Par ailleurs, ils évoquent le manque de terres cultivables pour ceux qui ont des femmes afin qu’ils puissent compléter et varier leur alimentation.
« Nos femmes restent assises à longueur de la journée alors qu’elles peuvent s’occuper avec des activités champêtres », déplorent-ils. Ils disent qu’ils ont déjà soumis cette question à l’autorité provinciale mais celle-ci leur a répondu qu’il n’y a pas de terres à distribuer.
En outre, le manque de terrains pour le divertissement ne les épargne pas. « Nous passons toute la journée assis dans les chaises roulantes.

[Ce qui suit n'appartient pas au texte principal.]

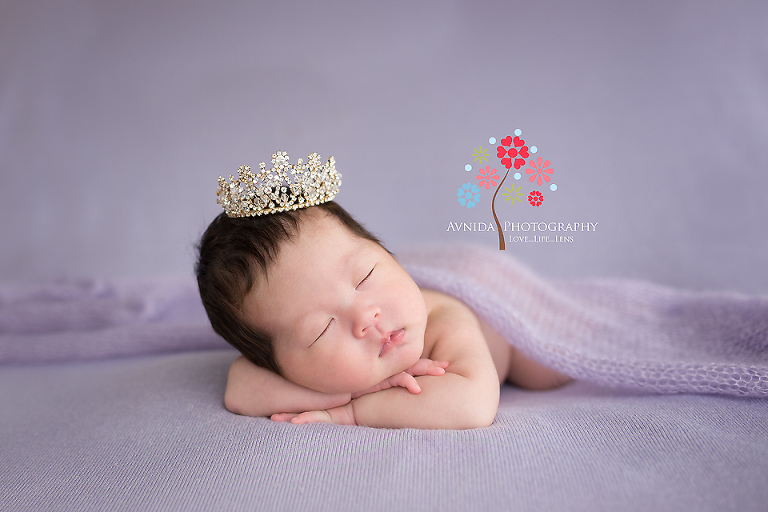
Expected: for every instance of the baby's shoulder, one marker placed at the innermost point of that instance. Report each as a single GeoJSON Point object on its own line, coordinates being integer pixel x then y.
{"type": "Point", "coordinates": [448, 320]}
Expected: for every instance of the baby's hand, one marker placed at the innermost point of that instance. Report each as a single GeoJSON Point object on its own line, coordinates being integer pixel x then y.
{"type": "Point", "coordinates": [344, 415]}
{"type": "Point", "coordinates": [406, 379]}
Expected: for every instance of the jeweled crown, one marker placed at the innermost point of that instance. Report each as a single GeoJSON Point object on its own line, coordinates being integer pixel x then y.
{"type": "Point", "coordinates": [283, 187]}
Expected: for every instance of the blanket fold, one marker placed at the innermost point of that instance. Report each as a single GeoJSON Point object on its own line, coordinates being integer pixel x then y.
{"type": "Point", "coordinates": [618, 333]}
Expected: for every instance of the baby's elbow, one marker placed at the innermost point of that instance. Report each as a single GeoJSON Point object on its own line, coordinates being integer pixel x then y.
{"type": "Point", "coordinates": [484, 414]}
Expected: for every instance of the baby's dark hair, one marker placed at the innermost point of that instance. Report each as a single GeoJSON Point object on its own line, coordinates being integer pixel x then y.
{"type": "Point", "coordinates": [233, 253]}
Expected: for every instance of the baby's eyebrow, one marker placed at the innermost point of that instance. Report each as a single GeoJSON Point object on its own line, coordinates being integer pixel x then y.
{"type": "Point", "coordinates": [319, 335]}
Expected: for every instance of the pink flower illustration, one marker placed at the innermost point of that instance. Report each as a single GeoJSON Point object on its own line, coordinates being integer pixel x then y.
{"type": "Point", "coordinates": [487, 177]}
{"type": "Point", "coordinates": [538, 170]}
{"type": "Point", "coordinates": [517, 150]}
{"type": "Point", "coordinates": [535, 198]}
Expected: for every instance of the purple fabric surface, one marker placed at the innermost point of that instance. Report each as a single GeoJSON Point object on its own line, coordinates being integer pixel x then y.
{"type": "Point", "coordinates": [151, 433]}
{"type": "Point", "coordinates": [87, 320]}
{"type": "Point", "coordinates": [616, 333]}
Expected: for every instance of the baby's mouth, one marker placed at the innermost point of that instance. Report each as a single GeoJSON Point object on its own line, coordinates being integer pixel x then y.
{"type": "Point", "coordinates": [394, 338]}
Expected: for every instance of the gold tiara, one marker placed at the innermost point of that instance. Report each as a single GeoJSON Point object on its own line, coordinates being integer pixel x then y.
{"type": "Point", "coordinates": [283, 187]}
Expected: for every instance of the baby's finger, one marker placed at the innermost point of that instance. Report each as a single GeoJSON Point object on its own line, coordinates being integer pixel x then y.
{"type": "Point", "coordinates": [312, 417]}
{"type": "Point", "coordinates": [282, 417]}
{"type": "Point", "coordinates": [438, 368]}
{"type": "Point", "coordinates": [407, 381]}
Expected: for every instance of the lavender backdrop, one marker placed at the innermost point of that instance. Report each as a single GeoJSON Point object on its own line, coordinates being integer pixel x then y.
{"type": "Point", "coordinates": [116, 118]}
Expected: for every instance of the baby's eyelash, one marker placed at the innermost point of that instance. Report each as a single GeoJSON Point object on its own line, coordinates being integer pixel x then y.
{"type": "Point", "coordinates": [366, 277]}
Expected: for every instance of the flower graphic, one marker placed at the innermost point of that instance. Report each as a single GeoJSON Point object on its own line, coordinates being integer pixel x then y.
{"type": "Point", "coordinates": [480, 154]}
{"type": "Point", "coordinates": [515, 148]}
{"type": "Point", "coordinates": [537, 170]}
{"type": "Point", "coordinates": [512, 195]}
{"type": "Point", "coordinates": [487, 177]}
{"type": "Point", "coordinates": [535, 198]}
{"type": "Point", "coordinates": [468, 195]}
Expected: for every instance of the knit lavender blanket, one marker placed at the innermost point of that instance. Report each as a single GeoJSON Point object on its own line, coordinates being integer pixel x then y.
{"type": "Point", "coordinates": [616, 333]}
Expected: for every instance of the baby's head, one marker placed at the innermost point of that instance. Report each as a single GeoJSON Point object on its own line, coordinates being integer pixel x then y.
{"type": "Point", "coordinates": [311, 295]}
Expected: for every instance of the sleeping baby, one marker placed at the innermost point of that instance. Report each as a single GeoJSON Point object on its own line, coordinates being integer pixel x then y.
{"type": "Point", "coordinates": [330, 327]}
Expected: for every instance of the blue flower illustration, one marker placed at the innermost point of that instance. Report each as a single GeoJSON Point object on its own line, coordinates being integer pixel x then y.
{"type": "Point", "coordinates": [469, 195]}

Nous avons adressé une lettre à qui de droit il y a de cela deux ans, mais on n’a pas encore de réponse », s’indignent ces ex-combattants.
Ce n’est pas tout. Les robinets d’eau ont tari. A notre arrivée, racontent-ils, l’eau coulait à longueur de journée. Pour le moment, plus d’eau dans les robinets. La ligne qui les approvionnait a été coupée, il y a de cela six mois. Ils en ignorent la raison. « Nous ne pouvons pas aller puiser de l’eau ailleurs vu notre situation d’handicap. Nous craignons les maladies des mains sales».
Le problème d’éclairage n’est pas en reste. Le site n’est pas pourvu en électricité. Les panneaux solaires ne fonctionnent plus. D’autres ont été volés. Ces ex-combattants craignent pour leur sécurité. « Nous dormons la peur au ventre. Si un voleur survient, nous sommes incapables de résister. Nous réclamons la sécurisation du site».
Ces handicapés de guerre réclament également les titres de propriété pour leurs maisons. « Nous avons peur que nous pouvons être chassés à tout moment ».
« Il faut une loi »
Les associations des ex-combattants handicapés reconnaissent les difficultés auxquelles les ex-combattants font face.
Léonard Nduwimana, de l’association pour le développement des militaires handicapés (Admh), estime que le nœud des difficultés est l’absence de la loi régissant les ex-combattants. Et d’insister : « Une loi nous aiderait à revendiquer nos droits.»
Jérôme Bahati, conseiller chargé des questions administratives et juridiques dans l’association nationale des anciens combattants handicapés (Anacoh), abonde dans le même sens. Pour lui, la vie des ex-combattants handicapés devient de plus en plus intenable. Il juge nécessaire une base légale pour réclamer certaines choses. « Toutes les correspondances adressées au ministère de la Défense et à l’Assemblée sont restées lettre morte, il y a huit ans ».
A propos des soins médicaux, les deux activistes des droits des ex-combattants handicapés suggèrent aux services concernés de faire des descentes régulières dans les sites. « Ils en profiteraient pour soigner aussi ceux qui ne sont pas hébergés dans les sites ».